The first redevelopment of Christchurch's residential red zone has been completed with the opening today of the Avon Loop pathway.
Nine years after the earthquakes forced residents in one of the city's oldest neighbourhoods to abandon their homes, new life has been breathed in to the area.
The redevelopment includes a $2 million promenade included a walking and cycling track with new lighting, boardwalks along the Avon River and a kayak launching ramp.
Long-time resident Cilla Clements managed to stay in her home, but said she had seen two-thirds of her neighbours leave.
"I saw this video about a volcano in Hawaii and this husband and wife stood there and said, under that lava is our home. I understand now. It's when all of a sudden you actually think to yourself 'you know what, I may not be able to live here' that you suddenly realise where home is."
Those forced to move still visited the area, she said.
"One of the ways of helping them heal is being able to actually come back and visit where they used to be. We're sitting here, here's the river. We're here in an environment that is healing."
Steve Muir raised four children in the area right through the disruption of the earthquakes and said the past few years had been tough.
"Just the big transition, so, lots of people moving away and feeling like suddenly 'you know, all the people I used to connect with are not there anymore', so having to make new connections has been hard.
"Just the whole sort of concern over you know, are we going to get demolished or what's happening, the stress of rebuilding, having to move out while the house gets repaired."
The pathway represented the end of work redeveloping the banks of the Avon River where it meanders through the central city.
Muir said this would make the Avon Loop section the gateway to the central city for walkers and cyclists.

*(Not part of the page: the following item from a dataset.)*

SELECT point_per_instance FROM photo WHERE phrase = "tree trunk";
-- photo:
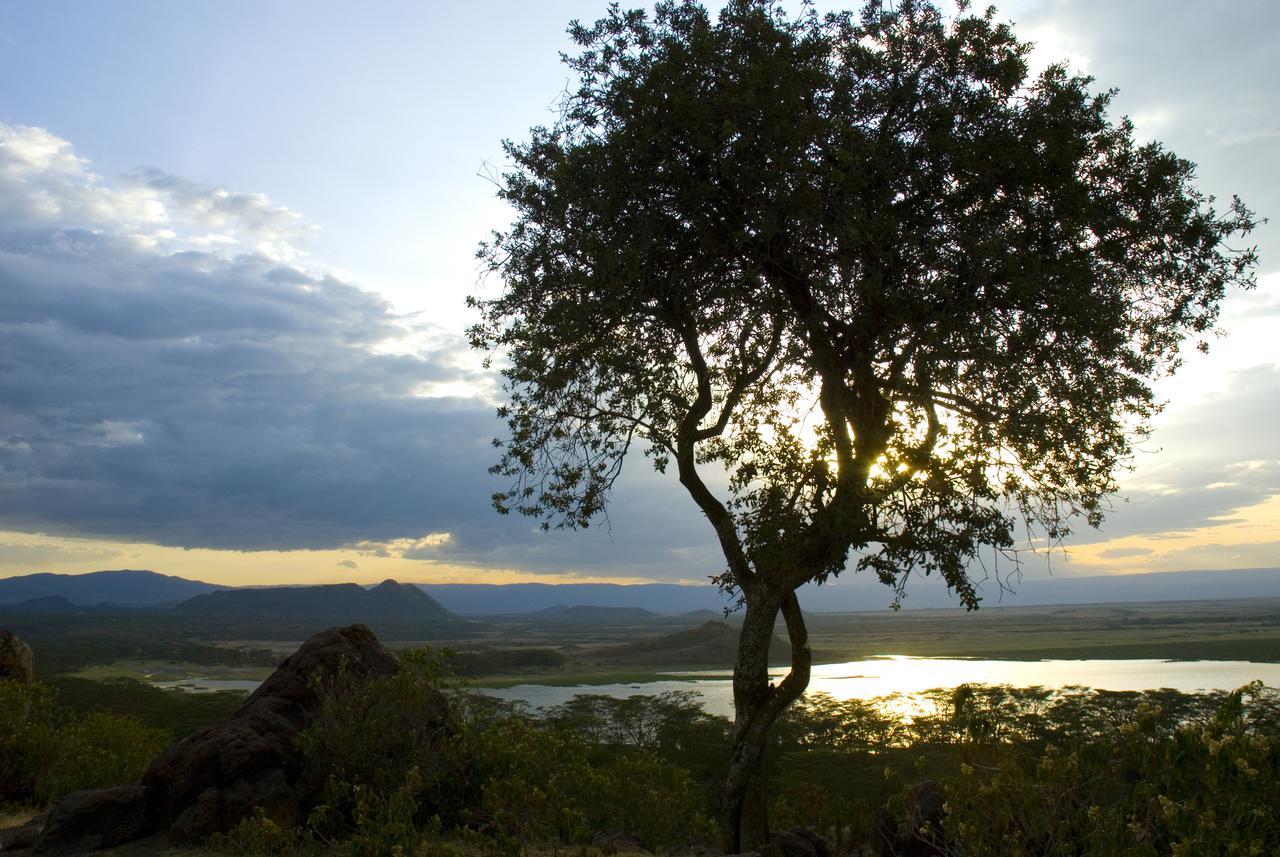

"Having spaces like this where people can come and mingle and build that sense of community, I think it's really essential for a healthy functioning city. So this is going to be a fantastic part of that and I can see, you know, hundreds of people coming here every day to use the boat ramp and feed the ducks and just stroll around and enjoy the area."
Clements was part of a group that saved dozens of daffodil bulbs on the riverbank when the landscaping of the area began late last year.

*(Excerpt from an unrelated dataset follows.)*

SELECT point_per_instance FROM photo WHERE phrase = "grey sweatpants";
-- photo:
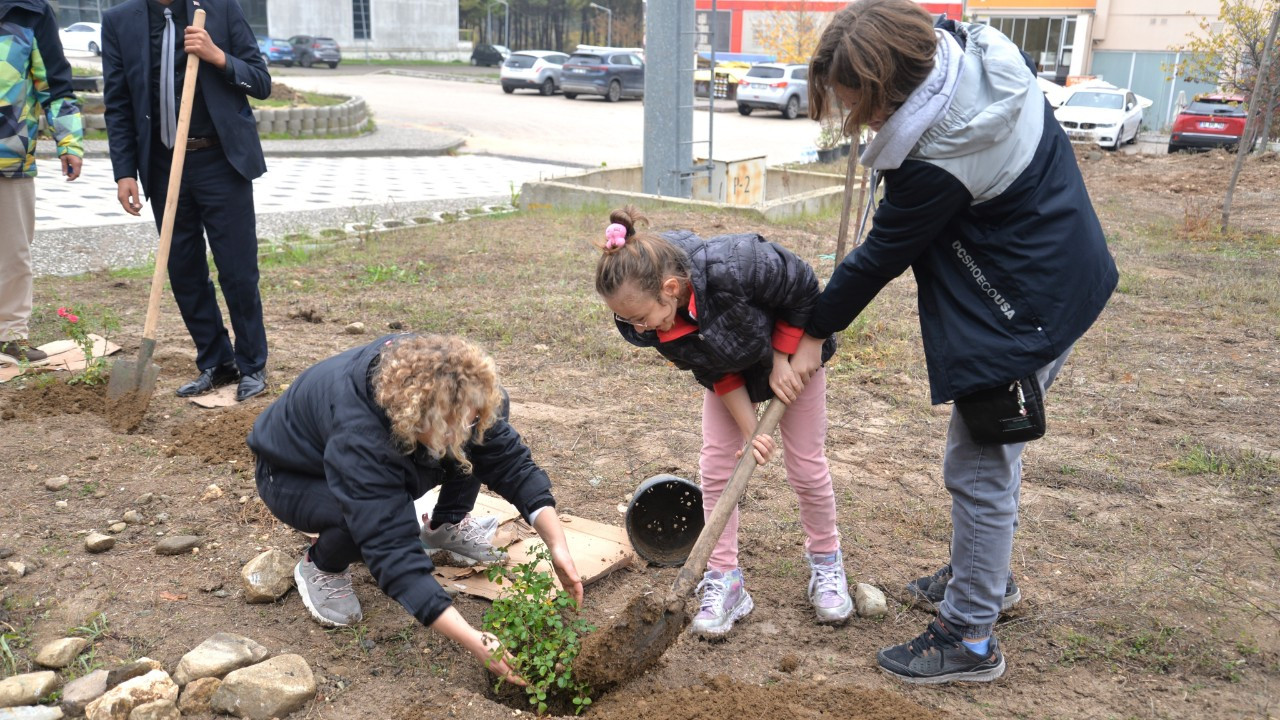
(984, 482)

These were originally planted by former resident Ross Edgar and would be replanted, ready to brighten the area when spring arrived again.

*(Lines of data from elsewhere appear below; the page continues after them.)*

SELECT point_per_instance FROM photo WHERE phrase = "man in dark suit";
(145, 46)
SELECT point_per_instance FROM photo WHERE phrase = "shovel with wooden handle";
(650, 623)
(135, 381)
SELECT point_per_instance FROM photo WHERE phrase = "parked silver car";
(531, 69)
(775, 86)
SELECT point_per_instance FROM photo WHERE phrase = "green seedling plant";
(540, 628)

"He was what we would probably call a guerrilla gardener. He passed away at the end of that year of the earthquakes. So we wanted to remember his contribution to this area. So it was important to us that was retained."
There's been no decision yet about what happens to the land the red-zoned homes used to sit on.
Another long-time resident, Sandra Gover, would like to see an orchard planted.
"Already there's an urban foraging site, which shows you where the key trees are, fruit trees and that sort of thing. And that's one of the things that draws former residents back is they know that in this garden there was a beautiful fig tree and they can find it."
Work in the loop had not finished yet however, with rebuild agency Ōtākaro planned to plant 17,000 trees and plants along the pathway this winter as Christchurch continues to heal the wounds left by the earthquakes.